The Tracy Foundation thinks of transparency in two ways—being open within the family, and being accessible to the wider community. Although they may not use the word transparency in board discussions, trustees do address the topic when it comes to trustee and family engagement. This is perhaps because the Tracy Family is a large family, with blood and family members adding to 24 in the second generation, 62 in the third generation, and 24 in the fourth generation.
According to president Jean Buckley, daughter of the founders R.T. and Dorothy Tracy, “From a grantmaking perspective, we’ve always been transparent in our process—communicating clearly on our website how to apply and when we make funding decisions. Yet, from a governance perspective, we realized we weren’t as up front as we could be.”
For example, for years the foundation has had a document outlining board member responsibilities and expectations. Yet there was nothing about board selection. “Next generation family members asked us: how do we really select board members? What does the process look like? We decided to document that process in writing, and make it available to the extended family.”
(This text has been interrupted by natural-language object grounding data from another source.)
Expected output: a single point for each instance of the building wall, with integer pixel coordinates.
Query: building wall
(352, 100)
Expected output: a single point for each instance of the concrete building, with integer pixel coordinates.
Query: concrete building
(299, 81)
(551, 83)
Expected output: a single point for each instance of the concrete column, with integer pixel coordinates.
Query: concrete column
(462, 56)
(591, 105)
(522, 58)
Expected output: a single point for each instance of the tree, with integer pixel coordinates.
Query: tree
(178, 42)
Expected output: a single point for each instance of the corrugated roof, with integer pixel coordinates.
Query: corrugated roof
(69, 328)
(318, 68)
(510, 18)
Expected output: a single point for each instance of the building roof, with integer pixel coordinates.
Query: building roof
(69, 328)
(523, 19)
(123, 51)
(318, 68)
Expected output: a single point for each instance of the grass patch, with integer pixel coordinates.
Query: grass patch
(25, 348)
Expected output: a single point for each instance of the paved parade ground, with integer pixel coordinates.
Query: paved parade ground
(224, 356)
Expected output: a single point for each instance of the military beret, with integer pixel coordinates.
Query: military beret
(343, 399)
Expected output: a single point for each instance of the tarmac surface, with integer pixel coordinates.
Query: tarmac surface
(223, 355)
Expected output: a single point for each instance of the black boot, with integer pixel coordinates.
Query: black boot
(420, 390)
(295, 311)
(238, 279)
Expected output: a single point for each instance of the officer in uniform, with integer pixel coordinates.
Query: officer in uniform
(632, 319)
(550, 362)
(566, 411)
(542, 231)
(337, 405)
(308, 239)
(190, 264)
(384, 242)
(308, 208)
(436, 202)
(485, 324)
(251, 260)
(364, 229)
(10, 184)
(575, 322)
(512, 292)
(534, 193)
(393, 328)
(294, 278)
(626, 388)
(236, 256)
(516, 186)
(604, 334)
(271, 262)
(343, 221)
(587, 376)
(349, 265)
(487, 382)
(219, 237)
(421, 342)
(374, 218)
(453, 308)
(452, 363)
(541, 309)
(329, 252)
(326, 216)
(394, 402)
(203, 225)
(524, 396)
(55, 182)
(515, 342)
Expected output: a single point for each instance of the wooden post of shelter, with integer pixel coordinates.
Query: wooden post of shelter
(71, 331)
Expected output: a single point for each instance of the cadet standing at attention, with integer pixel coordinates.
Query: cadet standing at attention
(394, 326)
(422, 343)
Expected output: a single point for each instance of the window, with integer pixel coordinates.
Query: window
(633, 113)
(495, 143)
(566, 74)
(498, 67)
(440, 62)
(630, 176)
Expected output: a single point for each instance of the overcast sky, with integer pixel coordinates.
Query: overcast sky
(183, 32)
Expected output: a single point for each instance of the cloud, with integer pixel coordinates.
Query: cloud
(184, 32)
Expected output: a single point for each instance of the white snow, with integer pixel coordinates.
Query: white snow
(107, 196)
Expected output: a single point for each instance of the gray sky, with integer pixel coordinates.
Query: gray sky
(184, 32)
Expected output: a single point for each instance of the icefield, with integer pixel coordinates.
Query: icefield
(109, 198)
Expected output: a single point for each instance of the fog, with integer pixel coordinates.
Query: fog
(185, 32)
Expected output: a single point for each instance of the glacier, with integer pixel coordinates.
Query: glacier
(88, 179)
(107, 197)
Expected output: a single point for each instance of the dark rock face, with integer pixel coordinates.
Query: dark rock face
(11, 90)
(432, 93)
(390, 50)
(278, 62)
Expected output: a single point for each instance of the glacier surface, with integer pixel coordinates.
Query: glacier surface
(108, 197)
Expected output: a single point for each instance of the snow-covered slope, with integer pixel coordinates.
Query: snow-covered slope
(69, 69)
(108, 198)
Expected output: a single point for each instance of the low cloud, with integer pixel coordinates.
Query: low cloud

Right now, the foundation is planning for the next 20 years, she says, and that is calling on the board to be more transparent. “We’re asking each other tough questions that require us to be open and honest with each other, as board and family members. Questions such as: Do we want the foundation to be a key family connector for the next many years? How will we handle our estate planning? Do we wish to do our personal philanthropy together? It’s led to interesting conversations, and will continue to be essential in thinking about the future,” she says.